I figured I'd start a thread to keep track of progress on this 318ti I just picked up... I've had build threads for every other car I've owned (bunch of E34's, E39's, E36's, E46's, E38, E53, etc) so why not one for this little meatball?

The car is a 8/95 build, with an OBDI M42 and a 5-speed. It has a hair under 200k miles at the moment, and is Alpine White with the gray-ish cloth interior.

I bought it from my friend who had gotten it running and did a bit of work to it, including replacing a bunch of rotten fuel hoses under the manifold, the fuel pump, and the AFM. Prior to that, the car had sat abandoned at a shop that did a lot of work to it for the previous owner.

Here's how the car looked when I picked it up it's on wheels that my friend let me borrow because the factory steelies had such bad tires that they didn't hold air at all.

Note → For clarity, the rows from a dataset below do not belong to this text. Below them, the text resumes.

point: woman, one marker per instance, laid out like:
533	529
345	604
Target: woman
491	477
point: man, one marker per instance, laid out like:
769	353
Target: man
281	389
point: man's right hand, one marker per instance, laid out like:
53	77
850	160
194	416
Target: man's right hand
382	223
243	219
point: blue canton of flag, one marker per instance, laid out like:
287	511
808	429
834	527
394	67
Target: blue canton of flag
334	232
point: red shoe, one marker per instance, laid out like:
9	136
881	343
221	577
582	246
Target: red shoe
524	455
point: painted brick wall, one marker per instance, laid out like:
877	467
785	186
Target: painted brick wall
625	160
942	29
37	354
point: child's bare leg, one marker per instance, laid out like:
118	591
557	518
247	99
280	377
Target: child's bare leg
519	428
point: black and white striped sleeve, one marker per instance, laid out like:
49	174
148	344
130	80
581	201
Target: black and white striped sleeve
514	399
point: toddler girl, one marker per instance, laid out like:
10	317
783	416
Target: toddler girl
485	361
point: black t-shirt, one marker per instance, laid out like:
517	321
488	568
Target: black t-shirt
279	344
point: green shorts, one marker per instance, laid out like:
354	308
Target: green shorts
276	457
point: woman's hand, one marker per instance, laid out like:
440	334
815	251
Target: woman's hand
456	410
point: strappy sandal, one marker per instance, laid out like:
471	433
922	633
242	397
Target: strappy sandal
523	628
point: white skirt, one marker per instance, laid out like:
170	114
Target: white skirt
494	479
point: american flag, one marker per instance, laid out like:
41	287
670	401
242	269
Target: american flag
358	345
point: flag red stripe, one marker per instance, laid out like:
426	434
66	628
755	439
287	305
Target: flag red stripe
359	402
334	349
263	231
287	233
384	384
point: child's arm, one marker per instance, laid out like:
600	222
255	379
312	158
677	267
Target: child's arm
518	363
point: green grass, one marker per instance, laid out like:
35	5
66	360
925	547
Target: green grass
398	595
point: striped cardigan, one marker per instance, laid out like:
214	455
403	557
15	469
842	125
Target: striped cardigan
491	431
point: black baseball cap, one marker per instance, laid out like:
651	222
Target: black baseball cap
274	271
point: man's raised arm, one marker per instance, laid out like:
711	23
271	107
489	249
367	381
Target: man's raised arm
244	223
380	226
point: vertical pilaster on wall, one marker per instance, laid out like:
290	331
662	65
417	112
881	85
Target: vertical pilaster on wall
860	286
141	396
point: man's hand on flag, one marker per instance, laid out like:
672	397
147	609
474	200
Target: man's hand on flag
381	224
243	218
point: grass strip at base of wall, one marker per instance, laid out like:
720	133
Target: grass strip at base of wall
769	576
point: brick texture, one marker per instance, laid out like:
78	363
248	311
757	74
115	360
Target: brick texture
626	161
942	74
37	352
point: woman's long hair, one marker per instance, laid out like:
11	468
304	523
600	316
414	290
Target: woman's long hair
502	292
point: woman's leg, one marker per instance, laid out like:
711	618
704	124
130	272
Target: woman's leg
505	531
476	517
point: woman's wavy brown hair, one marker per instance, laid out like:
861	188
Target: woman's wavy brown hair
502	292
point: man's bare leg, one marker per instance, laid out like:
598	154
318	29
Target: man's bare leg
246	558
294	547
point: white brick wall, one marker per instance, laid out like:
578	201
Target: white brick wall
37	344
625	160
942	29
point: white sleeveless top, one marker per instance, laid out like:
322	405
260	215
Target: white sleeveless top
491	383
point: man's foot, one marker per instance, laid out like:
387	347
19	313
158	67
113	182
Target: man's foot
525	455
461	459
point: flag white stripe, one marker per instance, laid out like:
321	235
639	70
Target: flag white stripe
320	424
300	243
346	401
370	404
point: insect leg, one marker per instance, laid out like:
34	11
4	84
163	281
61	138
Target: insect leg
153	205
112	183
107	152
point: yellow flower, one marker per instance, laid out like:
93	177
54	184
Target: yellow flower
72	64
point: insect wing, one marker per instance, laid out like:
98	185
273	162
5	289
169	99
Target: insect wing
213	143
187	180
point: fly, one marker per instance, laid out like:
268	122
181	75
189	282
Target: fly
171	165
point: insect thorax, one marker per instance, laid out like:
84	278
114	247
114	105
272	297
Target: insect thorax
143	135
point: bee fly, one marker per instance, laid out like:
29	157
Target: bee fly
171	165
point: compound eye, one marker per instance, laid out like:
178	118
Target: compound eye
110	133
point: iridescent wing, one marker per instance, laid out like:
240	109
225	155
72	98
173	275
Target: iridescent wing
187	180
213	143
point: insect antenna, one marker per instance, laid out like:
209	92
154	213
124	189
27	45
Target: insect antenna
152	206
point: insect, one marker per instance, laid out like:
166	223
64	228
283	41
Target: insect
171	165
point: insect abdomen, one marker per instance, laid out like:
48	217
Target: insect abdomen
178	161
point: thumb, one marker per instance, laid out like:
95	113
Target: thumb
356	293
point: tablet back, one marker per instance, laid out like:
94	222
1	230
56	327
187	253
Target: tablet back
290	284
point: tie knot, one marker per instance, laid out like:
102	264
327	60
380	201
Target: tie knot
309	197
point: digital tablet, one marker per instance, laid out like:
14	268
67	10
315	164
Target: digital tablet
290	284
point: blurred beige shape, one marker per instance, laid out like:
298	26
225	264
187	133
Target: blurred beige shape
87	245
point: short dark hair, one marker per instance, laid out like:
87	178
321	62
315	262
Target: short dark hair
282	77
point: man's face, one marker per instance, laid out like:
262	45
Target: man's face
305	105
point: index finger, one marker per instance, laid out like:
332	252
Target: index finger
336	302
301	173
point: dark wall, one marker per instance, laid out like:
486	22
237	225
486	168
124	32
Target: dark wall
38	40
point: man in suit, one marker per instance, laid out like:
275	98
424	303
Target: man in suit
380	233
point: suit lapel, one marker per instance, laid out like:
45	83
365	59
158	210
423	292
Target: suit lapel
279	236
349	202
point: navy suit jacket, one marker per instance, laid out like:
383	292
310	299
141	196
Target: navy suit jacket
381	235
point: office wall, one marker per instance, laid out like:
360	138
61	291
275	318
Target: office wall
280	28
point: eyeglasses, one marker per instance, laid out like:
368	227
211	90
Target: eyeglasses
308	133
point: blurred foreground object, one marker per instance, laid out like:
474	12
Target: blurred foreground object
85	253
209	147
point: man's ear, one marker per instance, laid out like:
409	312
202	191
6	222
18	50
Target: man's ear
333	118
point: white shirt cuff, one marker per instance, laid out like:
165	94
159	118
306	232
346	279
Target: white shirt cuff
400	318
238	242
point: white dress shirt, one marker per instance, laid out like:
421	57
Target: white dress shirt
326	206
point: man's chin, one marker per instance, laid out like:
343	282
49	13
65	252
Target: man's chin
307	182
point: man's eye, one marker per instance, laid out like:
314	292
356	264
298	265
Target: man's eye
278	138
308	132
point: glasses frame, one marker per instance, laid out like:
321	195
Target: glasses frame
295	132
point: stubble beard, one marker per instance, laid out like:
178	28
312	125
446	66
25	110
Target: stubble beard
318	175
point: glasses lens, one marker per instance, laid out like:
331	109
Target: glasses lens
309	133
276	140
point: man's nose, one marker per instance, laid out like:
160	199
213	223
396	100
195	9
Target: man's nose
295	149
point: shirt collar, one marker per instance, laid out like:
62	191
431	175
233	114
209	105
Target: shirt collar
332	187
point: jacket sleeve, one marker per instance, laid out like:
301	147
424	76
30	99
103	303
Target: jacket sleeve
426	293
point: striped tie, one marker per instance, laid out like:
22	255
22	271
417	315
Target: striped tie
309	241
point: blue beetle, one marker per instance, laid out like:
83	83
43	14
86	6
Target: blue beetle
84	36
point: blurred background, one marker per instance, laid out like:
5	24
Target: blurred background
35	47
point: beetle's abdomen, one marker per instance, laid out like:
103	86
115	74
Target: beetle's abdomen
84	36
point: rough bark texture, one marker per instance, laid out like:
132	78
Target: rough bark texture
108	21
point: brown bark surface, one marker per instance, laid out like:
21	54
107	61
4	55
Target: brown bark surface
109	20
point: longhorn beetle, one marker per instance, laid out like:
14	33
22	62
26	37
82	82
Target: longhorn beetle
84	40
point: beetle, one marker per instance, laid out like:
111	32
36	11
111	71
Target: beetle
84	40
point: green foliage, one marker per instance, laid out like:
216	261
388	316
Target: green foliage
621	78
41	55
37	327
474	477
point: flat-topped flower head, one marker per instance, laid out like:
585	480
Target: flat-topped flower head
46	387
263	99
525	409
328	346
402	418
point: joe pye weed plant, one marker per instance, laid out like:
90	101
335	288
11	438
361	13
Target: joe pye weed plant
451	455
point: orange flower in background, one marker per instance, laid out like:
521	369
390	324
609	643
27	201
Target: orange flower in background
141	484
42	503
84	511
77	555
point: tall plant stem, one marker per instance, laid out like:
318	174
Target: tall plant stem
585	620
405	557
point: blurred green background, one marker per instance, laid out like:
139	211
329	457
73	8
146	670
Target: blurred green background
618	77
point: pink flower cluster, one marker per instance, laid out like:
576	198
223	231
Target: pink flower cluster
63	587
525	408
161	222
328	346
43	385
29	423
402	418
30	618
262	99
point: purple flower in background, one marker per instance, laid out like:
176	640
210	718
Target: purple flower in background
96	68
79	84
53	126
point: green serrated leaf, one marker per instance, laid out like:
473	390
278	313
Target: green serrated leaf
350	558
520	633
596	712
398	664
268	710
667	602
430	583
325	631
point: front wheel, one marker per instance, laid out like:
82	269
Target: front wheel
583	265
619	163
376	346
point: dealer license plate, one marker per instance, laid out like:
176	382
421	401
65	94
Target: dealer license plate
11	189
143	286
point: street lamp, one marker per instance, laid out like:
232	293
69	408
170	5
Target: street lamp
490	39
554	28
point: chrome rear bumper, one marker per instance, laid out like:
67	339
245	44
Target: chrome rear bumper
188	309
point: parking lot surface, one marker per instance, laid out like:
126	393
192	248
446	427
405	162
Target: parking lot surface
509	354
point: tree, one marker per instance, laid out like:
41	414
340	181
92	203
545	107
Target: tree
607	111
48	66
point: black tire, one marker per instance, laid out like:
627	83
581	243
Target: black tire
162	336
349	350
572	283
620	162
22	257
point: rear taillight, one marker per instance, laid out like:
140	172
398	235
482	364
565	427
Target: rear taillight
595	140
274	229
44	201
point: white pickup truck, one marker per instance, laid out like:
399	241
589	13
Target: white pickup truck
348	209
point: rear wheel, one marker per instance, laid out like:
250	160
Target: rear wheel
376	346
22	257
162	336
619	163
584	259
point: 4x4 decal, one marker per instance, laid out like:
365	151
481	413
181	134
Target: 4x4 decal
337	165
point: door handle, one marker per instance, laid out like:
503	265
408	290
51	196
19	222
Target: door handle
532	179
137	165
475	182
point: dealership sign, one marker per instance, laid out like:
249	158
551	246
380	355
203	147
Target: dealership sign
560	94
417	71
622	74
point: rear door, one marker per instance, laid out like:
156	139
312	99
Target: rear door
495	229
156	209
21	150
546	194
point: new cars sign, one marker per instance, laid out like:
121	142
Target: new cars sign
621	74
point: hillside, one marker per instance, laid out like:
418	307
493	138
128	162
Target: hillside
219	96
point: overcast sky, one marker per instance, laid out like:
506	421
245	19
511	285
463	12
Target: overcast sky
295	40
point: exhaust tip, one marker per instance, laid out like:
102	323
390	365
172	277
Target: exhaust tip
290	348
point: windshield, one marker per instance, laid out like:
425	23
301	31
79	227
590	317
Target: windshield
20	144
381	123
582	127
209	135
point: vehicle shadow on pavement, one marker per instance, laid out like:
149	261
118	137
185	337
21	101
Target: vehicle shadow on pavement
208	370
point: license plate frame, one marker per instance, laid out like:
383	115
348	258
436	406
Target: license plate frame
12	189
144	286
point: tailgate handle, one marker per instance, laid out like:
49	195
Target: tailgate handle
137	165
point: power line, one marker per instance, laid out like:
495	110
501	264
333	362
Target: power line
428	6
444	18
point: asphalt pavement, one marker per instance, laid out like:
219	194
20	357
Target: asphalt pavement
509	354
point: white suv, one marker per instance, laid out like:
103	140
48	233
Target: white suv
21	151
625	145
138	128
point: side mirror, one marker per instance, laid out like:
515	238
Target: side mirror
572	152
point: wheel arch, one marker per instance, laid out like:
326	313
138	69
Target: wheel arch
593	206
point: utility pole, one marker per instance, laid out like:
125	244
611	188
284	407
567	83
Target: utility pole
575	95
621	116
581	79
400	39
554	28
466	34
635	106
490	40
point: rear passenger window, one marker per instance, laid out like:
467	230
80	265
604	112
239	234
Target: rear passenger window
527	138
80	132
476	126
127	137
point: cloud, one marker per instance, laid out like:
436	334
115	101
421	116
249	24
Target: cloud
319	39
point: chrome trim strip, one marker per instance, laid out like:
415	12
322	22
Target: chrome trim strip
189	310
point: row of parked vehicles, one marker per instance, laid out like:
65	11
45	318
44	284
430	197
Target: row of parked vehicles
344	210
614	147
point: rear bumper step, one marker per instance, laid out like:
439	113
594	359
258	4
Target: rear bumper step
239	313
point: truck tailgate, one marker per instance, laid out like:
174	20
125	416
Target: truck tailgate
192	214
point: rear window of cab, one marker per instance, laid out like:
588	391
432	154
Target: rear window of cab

Looking over the car initially, I noted the following:

- New shocks all around, with KYB's in the rear and Sachs in the front, though the front shock mounts have cracked quite a bit from the car sitting.
- New control arms in the front
- Control arm bushings look to be not great
- Driveshaft has been rebuilt by a good local driveshaft shop
- Trans mounts are collapsed and cracking apart
- Brake pads and rotors appear to be relatively new, though a bit rusty from sitting.
- AC compressor has no belt and no lines going to it, because somebody was previously in the process of removing the AC system... you know, because racecar.
- It has the later M44 electric fan retrofitted in place of the mechanical clutch fan, a nice touch.
- It has a 4.44 LSD, which is absolutely insane and utterly useless on the highway, so I'll definitely be replacing that pretty soon.

Upon the initial test drive, the car started overheating in less than a mile, that's a good sign, right? I pulled over and let it cool off before driving it back to my friend's house where I assessed the cooling system. It never got past 3/4 so I wasn't too worried. I noted that the upper radiator hose felt cool to the touch while everything else was quite hot, so there was probably some blockage in the system.

Scrounging together parts at my friend's house, we found a new-in-box M44 water pump from his last E36 318i, a good used thermostat from an M50 car, and some RTV. Along with some basic hand tools, we had enough to fix the car right then and there.

Removing the upper hose from the thermostat housing, I immediately found the problem:

Both the upper hose and the thermostat housing outlet were blocked solid with chunky, crystallized coolant. The coolant was pink because the car had been worked on by a VW shop. It was actually kind of a relief to find something so obviously wrong.

After removing the thermostat housing, I was happy to see that the coolant blockage was only on one outlet, and that the thermostat itself looked fine. I pulled the thermostat out anyways, just to check behind it, and it was just normal clean coolant back there.

The water pump fought me quite a bit coming out, and a piece of it actually broke off because of how crusted up it was... but eventually after some rubber mallet action I was able to get the crusty old water pump out.

Everything went back together without any drama, and I filled the system with distilled water and some cheap blue coolant I bought at Walmart. It'll need a proper flush in the future anyways to get the pink crap out, but I just needed it to work for a bit. The heat worked great in the car, and the cooling system was able to be bled without any issues. The electric fan worked correctly as well, turning on the low and high speeds accordingly. With everything done, the coolant temp gauge now sits at a hair under middle, which is fine by me.

Driving the car 25 miles to my shop, I realized just how awful that 4.44 diff is... the RPM's are insane even at normal cruising speeds (75-80).

Aside from the diff nonsense, the car drove great, with the M42 pulling hard and the transmission shifting super smoothly. It's such a light little car, I can't wait to drive it more once it's a bit more sorted.